3. Alors que le préfet des Hauts-de-Seine ne produit aucun élément permettant de remettre en cause la présomption d’urgence s’attachant au refus de renouvellement de titre de séjour de Mme C épouse B, il résulte de l’instruction qu’en l’absence de tout motif justifiant la décision attaquée, le moyen tiré de la méconnaissance des dispositions des articles L. 233-1, L. 233-2, L. 233-5 et L. 433-1 du code de l’entrée et du séjour des étrangers et du droit d’asile, ainsi que celui tiré de l’existence d’une erreur manifeste d’appréciation, sont de nature à créer un doute sérieux sur la légalité de la décision attaquée.
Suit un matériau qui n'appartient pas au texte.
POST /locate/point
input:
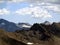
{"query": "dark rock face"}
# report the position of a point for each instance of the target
(11, 41)
(55, 29)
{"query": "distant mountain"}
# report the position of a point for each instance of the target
(8, 26)
(24, 26)
(11, 27)
(56, 29)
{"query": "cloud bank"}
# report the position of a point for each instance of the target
(4, 11)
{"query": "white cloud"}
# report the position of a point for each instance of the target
(54, 8)
(33, 1)
(4, 11)
(34, 11)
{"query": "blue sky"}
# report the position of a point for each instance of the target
(35, 11)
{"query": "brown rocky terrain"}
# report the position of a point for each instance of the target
(39, 34)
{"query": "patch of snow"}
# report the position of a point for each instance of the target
(29, 43)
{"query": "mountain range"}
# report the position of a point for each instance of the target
(11, 27)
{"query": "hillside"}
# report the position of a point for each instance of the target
(9, 40)
(39, 34)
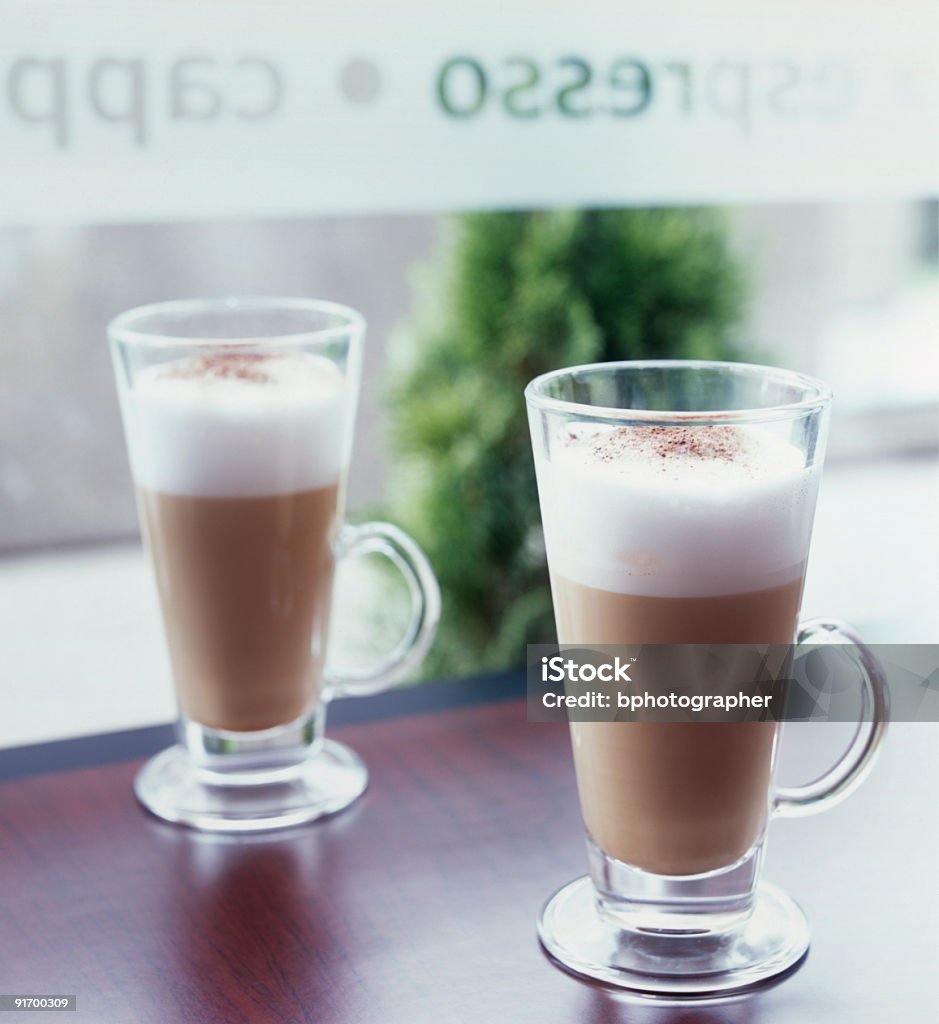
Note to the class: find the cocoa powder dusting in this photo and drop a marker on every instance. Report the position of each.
(227, 366)
(720, 443)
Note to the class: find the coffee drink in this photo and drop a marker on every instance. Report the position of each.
(675, 535)
(239, 459)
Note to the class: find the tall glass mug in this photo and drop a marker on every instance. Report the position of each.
(677, 500)
(239, 416)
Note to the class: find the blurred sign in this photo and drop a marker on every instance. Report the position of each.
(126, 111)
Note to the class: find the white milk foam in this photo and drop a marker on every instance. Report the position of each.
(653, 512)
(238, 425)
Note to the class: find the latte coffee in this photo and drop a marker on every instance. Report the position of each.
(675, 535)
(238, 460)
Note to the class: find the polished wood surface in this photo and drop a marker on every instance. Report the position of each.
(419, 903)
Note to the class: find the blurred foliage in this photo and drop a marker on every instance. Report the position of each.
(513, 295)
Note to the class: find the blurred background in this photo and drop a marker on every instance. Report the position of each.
(322, 155)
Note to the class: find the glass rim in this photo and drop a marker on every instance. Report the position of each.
(121, 328)
(816, 395)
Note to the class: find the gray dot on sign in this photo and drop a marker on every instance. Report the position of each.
(360, 81)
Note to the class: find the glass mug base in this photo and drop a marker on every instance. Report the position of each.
(724, 961)
(173, 786)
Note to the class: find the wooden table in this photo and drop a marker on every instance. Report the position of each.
(419, 903)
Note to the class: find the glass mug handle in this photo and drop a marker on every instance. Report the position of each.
(855, 763)
(403, 553)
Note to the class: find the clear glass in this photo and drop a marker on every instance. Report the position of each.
(239, 417)
(677, 500)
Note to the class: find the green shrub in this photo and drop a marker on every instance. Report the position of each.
(511, 296)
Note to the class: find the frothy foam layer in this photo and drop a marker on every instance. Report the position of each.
(676, 511)
(232, 425)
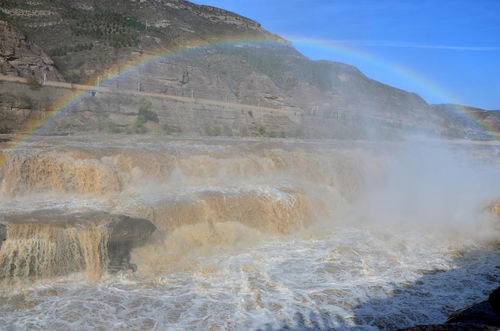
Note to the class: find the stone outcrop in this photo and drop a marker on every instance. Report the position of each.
(21, 57)
(88, 39)
(49, 243)
(482, 316)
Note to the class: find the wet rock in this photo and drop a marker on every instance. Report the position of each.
(482, 316)
(126, 233)
(485, 312)
(3, 234)
(51, 243)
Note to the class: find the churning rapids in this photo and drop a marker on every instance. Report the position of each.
(250, 234)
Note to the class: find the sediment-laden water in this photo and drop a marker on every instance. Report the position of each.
(249, 234)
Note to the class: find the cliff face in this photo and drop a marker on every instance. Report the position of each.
(21, 57)
(87, 38)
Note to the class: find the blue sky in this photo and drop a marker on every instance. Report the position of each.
(444, 50)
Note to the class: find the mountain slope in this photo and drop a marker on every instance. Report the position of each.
(86, 38)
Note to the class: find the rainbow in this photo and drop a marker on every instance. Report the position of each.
(412, 77)
(118, 70)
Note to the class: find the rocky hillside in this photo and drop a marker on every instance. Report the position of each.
(85, 38)
(459, 125)
(21, 57)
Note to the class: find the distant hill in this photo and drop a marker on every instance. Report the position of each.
(85, 38)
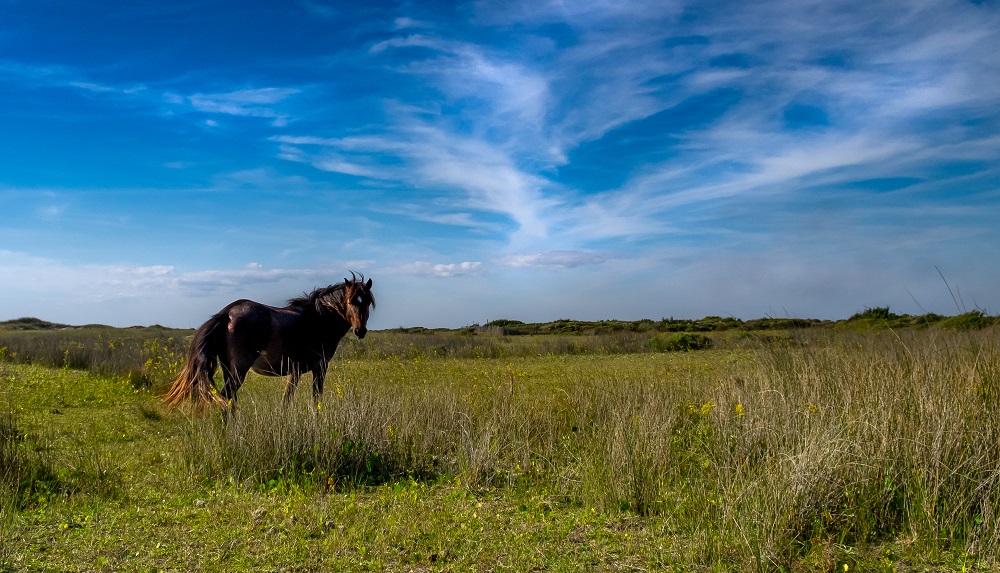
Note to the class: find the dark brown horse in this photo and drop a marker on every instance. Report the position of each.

Il suit de là qu’il y a lieu, sans qu’il soit besoin d’examiner les autres moyens de la requête, de suspendre l’exécution de la décision par laquelle le préfet des Hauts-de-Seine a implicitement rejeté sa demande de renouvellement de titre de séjour portant la mention « membre de la famille d’un citoyen de l’union » et d’enjoindre à ce même préfet des Hauts-de-Seine de réexaminer la situation de Mme C épouse B et de lui délivrer, dans un délai de cinq jours à compter de la notification de la présente ordonnance, tout document lui permettant de justifier de la régularité de son séjour et de travailler le temps de ce réexamen.
Sur les frais liés au litige :
4. Dans les circonstances de l’espèce, il y a lieu de mettre à la charge de l’État une somme de 1500 euros en application des dispositions de l’article L. 761-1 du code de justice administrative.
O R D O N N E :
Article 1er : L’exécution de la décision par laquelle le préfet des Hauts-de-Seine a implicitement rejeté la demande de renouvellement de la carte de séjour portant la mention « membre de la famille d’un citoyen de l’union » de Mme C épouse B est suspendue jusqu’à ce qu’il soit statué au fond sur sa légalité.
Article 2 : Il est enjoint au préfet des Hauts-de-Seine de réexaminer la situation de
Mme C épouse B et de lui délivrer, dans un délai de cinq jours à compter de la notification de la présente ordonnance, tout document lui permettant de justifier de la régularité de son séjour et de travailler le temps de ce réexamen.
Article 3 : L’Etat versera à Mme C épouse B une somme de 1500 euros au titre de l’article L.761-1 du code de justice administrative.
Article 4 : Le surplus des conclusions de la requête de Mme C épouse B est rejeté.
Article 5 : La présente ordonnance sera notifiée à Mme A C épouse B, et au ministre de l’intérieur.
Copie en sera adressée au préfet des Hauts-de-Seine.
Fait à Cergy, le 12 juin 2025.
Le juge des référés,
Signé
E. Lamy
La République mande et ordonne au ministre de l’intérieur, en ce qui le concerne ou à tous commissaires de justice à ce requis en ce qui concerne les voies de droit commun contre les parties privées, de pourvoir à l’exécution de la présente décision.